Action by the Security-First National Bank of Los Angeles, as executor of the estate of Christ Thoren, deceased, against the Bank of America National Trust & Savings Association and others. From a judgment for defendants, plaintiff appeals.
Affirmed. COUNSEL
J. Marion Wright, of Los Angeles, for appellant.
Freston & Files, of Los Angeles, for respondents.
OPINION
CRAIL, Presiding Justice.
This is an appeal from a judgment in favor of the defendants after an order sustaining a demurrer to the plaintiff’s complaint without leave to amend. Plaintiff, as holder of so-called participation certificates under a trust, brought the action to recover the face value of such certificates on the ground that the certificates were void as having been issued in violation of the Corporate Securities Act (St. 1917, p. 673, as amended). The defendant bank is and was a national bank, acting as the trustee under an express trust, the corpus of which consisted of a note secured by a second trust deed executed by the Arcady Apartment Hotel Company, which lien was junior to a $1,325,000 bond issue on the hotel property. In its capacity as trustee and on order of Arcady or its nominees, the bank between the years 1925 and 1929 executed and delivered so-called participation certificates evidencing fractional interests in the note. These certificates were delivered to materialmen, contractors, architects, and superintendents, including the plaintiff’s decedent, to apply on labor and material furnished by them in the construction of the Arcady Hotel, under contracts entered into by them prior to its construction and before the respective certificates were issued, whereby they were to accept said certificates in payment as a part of the program to finance the construction of said building. The certificates so executed and delivered aggregated on their face approximately one-half million dollars, and the plaintiff as executor was the holder of one or more of these certificates. It is alleged in the complaint that no permit from the commissioner of corporations was obtained by the bank for the issuance of these certificates and that the certificates are void for this reason. The lack of such permit is the basis of the suit and if the issuing of a permit by the commissioner of corporations were a necessary requisite to the validity of the certificate, the complaint stated a cause of action; if such permit were not necessary the complaint did not state a cause of action.
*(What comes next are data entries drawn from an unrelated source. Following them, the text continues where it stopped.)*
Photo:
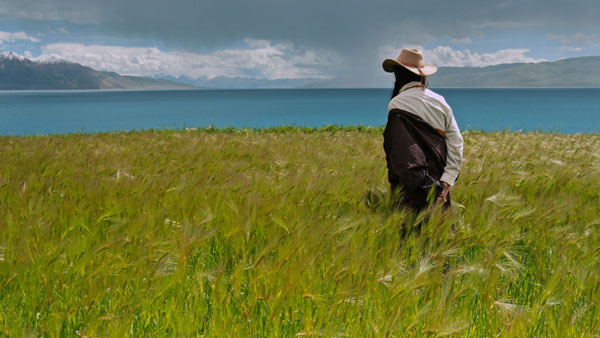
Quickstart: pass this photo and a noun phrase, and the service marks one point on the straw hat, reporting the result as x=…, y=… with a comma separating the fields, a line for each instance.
x=411, y=59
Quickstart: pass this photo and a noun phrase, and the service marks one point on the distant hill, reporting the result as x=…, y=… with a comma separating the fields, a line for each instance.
x=19, y=73
x=573, y=72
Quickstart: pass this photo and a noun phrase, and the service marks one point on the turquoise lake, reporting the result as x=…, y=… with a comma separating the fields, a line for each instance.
x=58, y=112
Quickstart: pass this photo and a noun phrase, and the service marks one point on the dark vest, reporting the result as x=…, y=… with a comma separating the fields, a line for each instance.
x=416, y=157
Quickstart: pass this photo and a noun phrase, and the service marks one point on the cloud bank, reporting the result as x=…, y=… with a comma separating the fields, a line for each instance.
x=13, y=37
x=259, y=59
x=444, y=56
x=343, y=24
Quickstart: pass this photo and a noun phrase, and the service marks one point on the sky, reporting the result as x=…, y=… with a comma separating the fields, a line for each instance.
x=323, y=41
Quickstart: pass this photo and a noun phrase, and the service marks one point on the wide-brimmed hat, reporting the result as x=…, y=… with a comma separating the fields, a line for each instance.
x=411, y=59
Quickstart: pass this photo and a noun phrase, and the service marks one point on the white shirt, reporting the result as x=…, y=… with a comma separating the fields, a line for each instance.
x=434, y=110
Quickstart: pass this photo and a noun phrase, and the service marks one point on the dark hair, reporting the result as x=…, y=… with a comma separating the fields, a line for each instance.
x=404, y=76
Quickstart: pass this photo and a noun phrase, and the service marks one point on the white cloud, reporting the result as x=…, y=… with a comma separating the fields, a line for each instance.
x=444, y=56
x=570, y=49
x=462, y=41
x=12, y=37
x=577, y=38
x=259, y=59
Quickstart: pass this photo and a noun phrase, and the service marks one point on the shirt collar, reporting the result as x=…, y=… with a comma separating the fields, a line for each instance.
x=410, y=85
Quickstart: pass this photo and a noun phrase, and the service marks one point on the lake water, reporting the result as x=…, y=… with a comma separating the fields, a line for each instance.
x=58, y=112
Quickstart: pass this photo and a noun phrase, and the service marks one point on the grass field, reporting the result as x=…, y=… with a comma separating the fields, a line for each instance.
x=287, y=232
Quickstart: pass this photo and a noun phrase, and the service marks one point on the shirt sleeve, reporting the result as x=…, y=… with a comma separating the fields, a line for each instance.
x=454, y=145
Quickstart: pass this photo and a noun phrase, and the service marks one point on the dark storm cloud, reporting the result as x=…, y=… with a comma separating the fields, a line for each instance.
x=354, y=29
x=341, y=25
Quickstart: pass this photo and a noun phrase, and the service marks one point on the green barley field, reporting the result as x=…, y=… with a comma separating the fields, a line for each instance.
x=289, y=232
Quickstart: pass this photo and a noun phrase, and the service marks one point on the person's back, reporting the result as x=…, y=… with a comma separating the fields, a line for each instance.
x=418, y=160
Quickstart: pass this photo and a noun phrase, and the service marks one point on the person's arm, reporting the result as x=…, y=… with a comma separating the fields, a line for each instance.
x=454, y=146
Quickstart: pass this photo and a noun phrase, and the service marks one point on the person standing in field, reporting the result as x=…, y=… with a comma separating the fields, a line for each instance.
x=422, y=141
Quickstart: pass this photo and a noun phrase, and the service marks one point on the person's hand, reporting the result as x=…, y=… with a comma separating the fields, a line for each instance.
x=443, y=197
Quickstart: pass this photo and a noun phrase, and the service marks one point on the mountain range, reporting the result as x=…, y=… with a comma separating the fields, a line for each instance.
x=20, y=73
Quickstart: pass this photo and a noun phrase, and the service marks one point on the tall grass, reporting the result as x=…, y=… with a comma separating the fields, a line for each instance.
x=288, y=232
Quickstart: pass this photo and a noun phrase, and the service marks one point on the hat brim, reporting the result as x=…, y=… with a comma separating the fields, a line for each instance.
x=389, y=65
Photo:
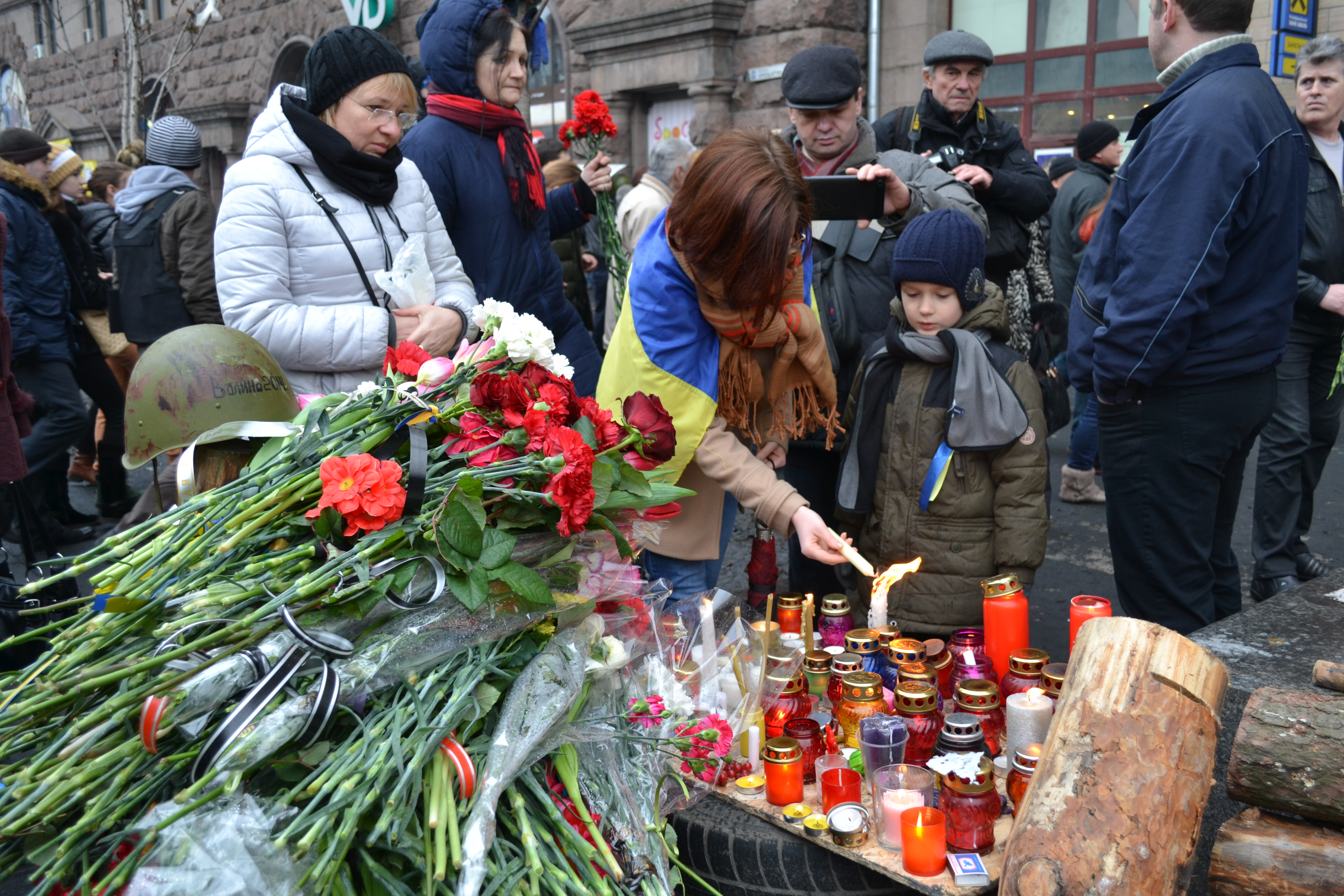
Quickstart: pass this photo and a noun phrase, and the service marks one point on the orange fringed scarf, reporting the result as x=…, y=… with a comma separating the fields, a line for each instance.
x=803, y=386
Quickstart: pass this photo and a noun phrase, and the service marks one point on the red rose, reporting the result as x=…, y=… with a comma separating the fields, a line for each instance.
x=607, y=432
x=647, y=414
x=405, y=359
x=572, y=488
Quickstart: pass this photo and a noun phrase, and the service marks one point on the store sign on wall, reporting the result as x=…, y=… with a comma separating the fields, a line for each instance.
x=372, y=14
x=671, y=119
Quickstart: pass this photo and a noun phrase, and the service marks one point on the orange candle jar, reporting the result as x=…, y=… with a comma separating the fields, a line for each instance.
x=862, y=699
x=790, y=613
x=1082, y=609
x=982, y=699
x=1025, y=672
x=783, y=771
x=1007, y=622
x=792, y=703
x=1023, y=768
x=924, y=841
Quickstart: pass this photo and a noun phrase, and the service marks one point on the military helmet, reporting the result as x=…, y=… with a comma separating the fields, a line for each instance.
x=195, y=379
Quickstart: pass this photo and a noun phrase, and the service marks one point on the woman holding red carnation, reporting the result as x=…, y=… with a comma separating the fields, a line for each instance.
x=720, y=327
x=483, y=170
The suit is similar in all respects to the case of Fox-Woodson Lumber Co. v. Bank of America, 51 P.2d 1149, which was decided by this court on this date, except that judgment went for the defendant instead of the plaintiff, and the reasons for our decision in this case are fully set forth in the opinion filed in that case.
Under our construction of the law it was not necessary for the bank to have obtained a permit in order to issue the securities, and therefore the securities were not void. The plaintiff’s complaint fails to state a cause of action and the judgment should be for the defendant.
Judgment affirmed.
We concur: WOOD, J.; McCOMB, Justice pro tem.